Data Science Asked by Raghuram on March 27, 2021
In the Keras blog on training convnets from scratch, the code shows only the network running on training and validation data. What about test data? Is the validation data the same as test data (I think not). If there was a separate test folder on similar lines as the train and validation folders, how do we get a confusion matrix for the test data. I know that we have to use scikit learn or some other package to do this, but how do I get something along the lines of class wise probabilities for test data? I am hoping to use this for the confusion matrix.
To get a confusion matrix from the test data you should go througt two steps:
For example, use model.predict_generator
to predict the first 2000 probabilities from the test generator.
generator = datagen.flow_from_directory(
'data/test',
target_size=(150, 150),
batch_size=16,
class_mode=None, # only data, no labels
shuffle=False) # keep data in same order as labels
probabilities = model.predict_generator(generator, 2000)
For example, compare the probabilities with the case that there are 1000 cats and 1000 dogs respectively.
from sklearn.metrics import confusion_matrix
y_true = np.array([0] * 1000 + [1] * 1000)
y_pred = probabilities > 0.5
confusion_matrix(y_true, y_pred)
Additional note on test and validation data
The Keras documentation uses three different sets of data: training data, validation data and test data.

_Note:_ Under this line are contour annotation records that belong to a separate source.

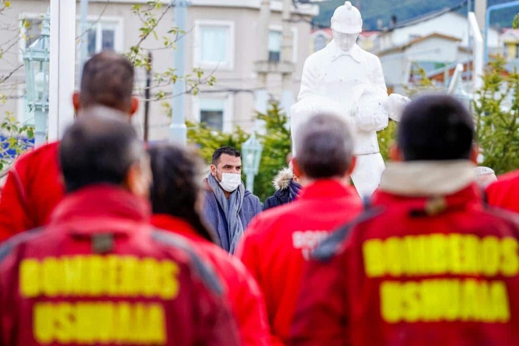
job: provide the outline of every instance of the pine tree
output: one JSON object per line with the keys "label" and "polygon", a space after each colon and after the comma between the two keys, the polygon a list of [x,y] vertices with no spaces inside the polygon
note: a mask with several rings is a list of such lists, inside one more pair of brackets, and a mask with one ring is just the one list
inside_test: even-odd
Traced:
{"label": "pine tree", "polygon": [[519,168],[519,74],[507,74],[506,63],[490,63],[472,101],[481,164],[497,174]]}

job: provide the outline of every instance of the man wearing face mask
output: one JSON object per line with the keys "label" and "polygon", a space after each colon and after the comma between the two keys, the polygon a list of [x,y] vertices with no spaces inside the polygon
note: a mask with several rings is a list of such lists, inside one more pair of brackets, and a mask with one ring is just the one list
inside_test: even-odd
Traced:
{"label": "man wearing face mask", "polygon": [[[357,164],[351,178],[359,194],[369,196],[385,168],[376,131],[387,126],[389,117],[399,120],[408,99],[398,94],[388,97],[380,60],[356,43],[362,18],[350,2],[335,10],[331,28],[332,42],[305,62],[298,103],[304,107],[317,96],[340,104],[354,138]],[[304,121],[293,114],[292,128]],[[292,142],[296,141],[293,132]]]}
{"label": "man wearing face mask", "polygon": [[240,152],[231,147],[216,149],[206,183],[206,220],[216,231],[222,247],[233,254],[243,230],[262,210],[260,198],[241,181]]}

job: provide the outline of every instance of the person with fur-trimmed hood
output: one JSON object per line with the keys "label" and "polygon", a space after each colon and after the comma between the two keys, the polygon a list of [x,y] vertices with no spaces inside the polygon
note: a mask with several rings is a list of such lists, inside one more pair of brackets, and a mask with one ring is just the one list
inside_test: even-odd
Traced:
{"label": "person with fur-trimmed hood", "polygon": [[293,201],[299,195],[301,189],[298,180],[297,176],[294,174],[291,164],[280,170],[272,181],[276,192],[265,200],[263,210]]}

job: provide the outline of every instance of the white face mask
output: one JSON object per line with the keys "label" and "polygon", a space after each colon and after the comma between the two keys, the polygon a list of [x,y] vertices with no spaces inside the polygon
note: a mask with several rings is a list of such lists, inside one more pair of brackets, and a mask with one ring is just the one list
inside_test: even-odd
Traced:
{"label": "white face mask", "polygon": [[[218,171],[220,172],[220,170]],[[227,192],[232,192],[236,190],[241,183],[241,175],[240,174],[223,172],[220,173],[222,174],[222,181],[219,182],[220,186]]]}

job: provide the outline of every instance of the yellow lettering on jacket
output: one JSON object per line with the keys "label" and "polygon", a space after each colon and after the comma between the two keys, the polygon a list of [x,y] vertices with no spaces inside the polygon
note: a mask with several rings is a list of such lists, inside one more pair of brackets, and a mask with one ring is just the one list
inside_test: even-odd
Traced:
{"label": "yellow lettering on jacket", "polygon": [[510,321],[508,292],[502,281],[427,279],[384,281],[380,315],[388,323],[401,322]]}
{"label": "yellow lettering on jacket", "polygon": [[166,343],[164,308],[158,303],[37,303],[33,328],[41,344]]}
{"label": "yellow lettering on jacket", "polygon": [[519,273],[519,244],[511,237],[433,233],[370,239],[362,244],[368,277]]}
{"label": "yellow lettering on jacket", "polygon": [[23,260],[23,297],[158,297],[173,299],[180,289],[174,262],[134,256],[98,255]]}

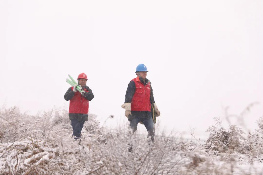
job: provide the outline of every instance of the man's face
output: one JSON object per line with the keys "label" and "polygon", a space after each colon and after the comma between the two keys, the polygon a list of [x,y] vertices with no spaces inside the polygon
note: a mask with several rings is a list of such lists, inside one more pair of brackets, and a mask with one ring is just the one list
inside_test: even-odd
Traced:
{"label": "man's face", "polygon": [[85,78],[80,78],[79,81],[79,84],[82,86],[84,86],[86,85],[87,82],[87,79]]}
{"label": "man's face", "polygon": [[147,72],[146,71],[141,71],[139,72],[140,75],[143,79],[145,79],[146,78],[146,76],[147,76]]}

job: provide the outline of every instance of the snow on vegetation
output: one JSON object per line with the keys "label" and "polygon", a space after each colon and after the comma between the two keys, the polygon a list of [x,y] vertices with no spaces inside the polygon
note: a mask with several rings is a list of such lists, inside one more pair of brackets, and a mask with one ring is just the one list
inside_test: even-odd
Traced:
{"label": "snow on vegetation", "polygon": [[262,174],[263,117],[247,135],[235,126],[224,128],[215,118],[204,144],[171,134],[156,135],[153,144],[146,135],[133,135],[128,126],[100,127],[92,114],[81,141],[75,141],[68,112],[57,109],[30,115],[15,106],[3,108],[0,174]]}

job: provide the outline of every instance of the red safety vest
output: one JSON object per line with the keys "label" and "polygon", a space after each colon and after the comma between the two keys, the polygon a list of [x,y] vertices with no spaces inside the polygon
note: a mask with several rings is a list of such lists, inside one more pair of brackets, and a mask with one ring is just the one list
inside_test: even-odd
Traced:
{"label": "red safety vest", "polygon": [[[73,91],[74,87],[71,87]],[[83,89],[88,92],[85,88]],[[89,100],[85,98],[78,91],[75,93],[74,96],[69,101],[69,113],[73,114],[88,114],[89,112]]]}
{"label": "red safety vest", "polygon": [[131,110],[136,111],[151,111],[150,100],[151,87],[149,81],[144,86],[139,77],[132,80],[135,83],[136,89],[132,99]]}

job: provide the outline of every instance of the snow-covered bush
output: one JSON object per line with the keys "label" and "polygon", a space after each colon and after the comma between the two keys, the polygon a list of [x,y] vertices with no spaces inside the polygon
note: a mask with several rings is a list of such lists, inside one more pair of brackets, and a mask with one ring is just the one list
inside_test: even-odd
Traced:
{"label": "snow-covered bush", "polygon": [[242,152],[245,142],[243,130],[234,125],[225,129],[221,125],[219,119],[216,117],[215,119],[216,126],[210,126],[206,131],[210,134],[205,144],[205,149],[213,151],[216,155],[227,151]]}

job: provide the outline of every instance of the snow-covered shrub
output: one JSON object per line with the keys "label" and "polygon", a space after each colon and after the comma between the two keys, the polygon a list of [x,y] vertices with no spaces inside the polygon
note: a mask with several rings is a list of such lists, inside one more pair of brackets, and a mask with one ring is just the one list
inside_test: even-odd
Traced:
{"label": "snow-covered shrub", "polygon": [[205,149],[213,151],[216,155],[228,150],[242,151],[243,144],[245,142],[243,130],[234,125],[225,129],[221,126],[219,118],[215,119],[216,126],[210,126],[206,131],[210,134],[205,144]]}
{"label": "snow-covered shrub", "polygon": [[204,151],[198,149],[186,153],[190,158],[185,165],[181,167],[179,174],[226,174],[225,170],[226,167],[224,165],[219,165],[215,161],[215,156],[207,156]]}

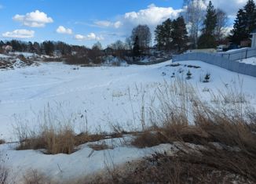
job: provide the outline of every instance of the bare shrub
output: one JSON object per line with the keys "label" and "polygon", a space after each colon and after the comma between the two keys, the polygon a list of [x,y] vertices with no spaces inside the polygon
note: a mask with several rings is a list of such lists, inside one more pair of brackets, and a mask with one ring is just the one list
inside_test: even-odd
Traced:
{"label": "bare shrub", "polygon": [[9,171],[6,168],[0,165],[0,184],[7,184]]}
{"label": "bare shrub", "polygon": [[95,151],[104,150],[112,150],[113,147],[106,144],[106,143],[103,142],[101,143],[95,143],[95,144],[89,144],[89,147],[93,149]]}
{"label": "bare shrub", "polygon": [[50,181],[43,174],[35,170],[27,171],[23,176],[23,184],[50,184]]}
{"label": "bare shrub", "polygon": [[159,91],[159,106],[150,111],[151,129],[137,135],[132,144],[145,147],[179,141],[204,149],[197,152],[181,150],[174,157],[154,155],[133,172],[115,174],[112,181],[254,183],[256,114],[243,93],[234,90],[216,95],[214,98],[218,103],[213,106],[199,100],[189,88],[177,87]]}

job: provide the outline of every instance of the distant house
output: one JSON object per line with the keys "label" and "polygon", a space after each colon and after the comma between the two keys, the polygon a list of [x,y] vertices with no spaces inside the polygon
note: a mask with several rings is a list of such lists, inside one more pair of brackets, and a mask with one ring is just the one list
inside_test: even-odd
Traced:
{"label": "distant house", "polygon": [[3,45],[2,49],[4,50],[5,52],[9,52],[13,50],[13,47],[10,45]]}
{"label": "distant house", "polygon": [[112,56],[114,54],[114,52],[115,52],[115,50],[110,47],[108,47],[104,50],[104,52],[106,56]]}
{"label": "distant house", "polygon": [[251,33],[251,47],[256,47],[256,29]]}
{"label": "distant house", "polygon": [[241,47],[251,47],[251,40],[250,38],[242,40],[240,42]]}
{"label": "distant house", "polygon": [[61,51],[60,51],[60,50],[53,51],[53,56],[57,56],[57,57],[61,57],[61,56],[62,56]]}

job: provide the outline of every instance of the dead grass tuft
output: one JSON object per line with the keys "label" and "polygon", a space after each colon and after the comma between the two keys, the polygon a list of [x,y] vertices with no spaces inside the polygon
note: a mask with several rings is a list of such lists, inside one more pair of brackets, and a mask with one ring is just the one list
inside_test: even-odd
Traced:
{"label": "dead grass tuft", "polygon": [[50,184],[50,181],[46,176],[35,170],[27,171],[23,176],[23,184]]}
{"label": "dead grass tuft", "polygon": [[5,141],[4,139],[0,139],[0,144],[4,144],[5,143]]}

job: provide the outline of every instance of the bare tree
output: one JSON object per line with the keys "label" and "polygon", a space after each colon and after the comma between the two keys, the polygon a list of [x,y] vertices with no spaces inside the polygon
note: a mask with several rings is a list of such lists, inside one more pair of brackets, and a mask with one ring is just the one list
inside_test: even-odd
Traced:
{"label": "bare tree", "polygon": [[221,42],[225,34],[226,27],[228,25],[229,18],[222,9],[218,9],[216,10],[217,24],[215,28],[215,37],[218,42]]}
{"label": "bare tree", "polygon": [[126,50],[126,45],[124,42],[123,42],[120,40],[116,41],[115,43],[112,43],[109,48],[112,48],[114,49],[114,52],[115,56],[119,58],[123,58],[125,54],[125,50]]}
{"label": "bare tree", "polygon": [[127,50],[132,50],[133,49],[133,42],[130,38],[126,38],[126,49]]}
{"label": "bare tree", "polygon": [[138,25],[133,29],[131,39],[135,42],[136,37],[138,37],[139,46],[141,50],[149,48],[152,41],[152,34],[148,26]]}
{"label": "bare tree", "polygon": [[196,48],[197,48],[199,34],[204,20],[205,2],[206,0],[184,0],[184,6],[186,8],[185,17],[187,24],[189,25],[189,36]]}

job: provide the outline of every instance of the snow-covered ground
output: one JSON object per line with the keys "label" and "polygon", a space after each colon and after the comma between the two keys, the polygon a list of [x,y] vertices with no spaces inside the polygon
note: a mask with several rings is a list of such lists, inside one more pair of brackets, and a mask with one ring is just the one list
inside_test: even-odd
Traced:
{"label": "snow-covered ground", "polygon": [[[150,106],[152,95],[166,81],[186,80],[188,70],[192,73],[188,81],[203,99],[209,99],[209,92],[242,86],[237,90],[242,90],[256,106],[255,78],[200,61],[180,63],[81,67],[42,63],[38,67],[0,70],[0,139],[16,140],[13,126],[25,123],[31,128],[36,128],[46,112],[60,114],[61,122],[72,122],[78,132],[86,128],[111,132],[110,125],[117,123],[127,129],[139,129],[141,106]],[[210,74],[209,83],[202,81],[206,74]],[[155,150],[170,150],[171,146],[141,150],[119,145],[118,139],[106,142],[114,149],[93,152],[87,143],[71,155],[45,155],[39,150],[15,150],[13,143],[0,145],[0,153],[17,177],[24,174],[19,172],[21,170],[37,169],[52,179],[66,180],[103,169],[106,163],[122,164]]]}
{"label": "snow-covered ground", "polygon": [[251,58],[244,59],[244,60],[240,60],[240,62],[244,63],[247,64],[256,65],[256,57],[251,57]]}
{"label": "snow-covered ground", "polygon": [[[142,96],[150,96],[165,81],[177,78],[185,80],[188,70],[192,74],[189,82],[199,91],[223,91],[229,85],[239,86],[243,81],[243,92],[252,99],[255,98],[255,78],[239,75],[200,61],[185,61],[179,67],[166,67],[170,63],[168,61],[152,66],[77,67],[48,63],[39,67],[1,70],[0,139],[15,139],[13,130],[17,122],[36,125],[38,116],[46,108],[61,111],[67,119],[71,118],[78,132],[84,131],[85,118],[86,127],[92,132],[112,131],[110,124],[115,123],[138,128]],[[201,68],[188,68],[185,66],[188,64]],[[171,78],[173,73],[176,78]],[[210,80],[203,83],[202,78],[207,73],[210,74]]]}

Training data is used to optimize the model parameters. The validation data is used to make choices about the meta-parameters, e.g. the number of epochs. After optimizing a model with optimal meta-parameters the test data is used to get a fair estimate of the model performance.
Correct answer by Pieter on March 27, 2021
For confusion matrix you have to use sklearn package. I don't think Keras can provide a confusion matrix. For predicting values on the test set, simply call the model.predict() method to generate predictions for the test set. The type of output values depends on your model type i.e. either discrete or probabilities.
Answered by enterML on March 27, 2021
Here is some code I tried and worked for me:
pred= model.predict_generator(validation_generator, nb_validation_samples // batch_size)
predicted_class_indices=np.argmax(pred,axis=1)
labels=(validation_generator.class_indices)
labels2=dict((v,k) for k,v in labels.items())
predictions=[labels2[k] for k in predicted_class_indices]
print(predicted_class_indices)
print(labels)
print(predictions)
You can then use:
print (confusion matrix(predicted_class_indices,labels)
Make sure you use shuffle=False
in your test generator (in my case it's validation generator) and reset it using validation_generator.reset()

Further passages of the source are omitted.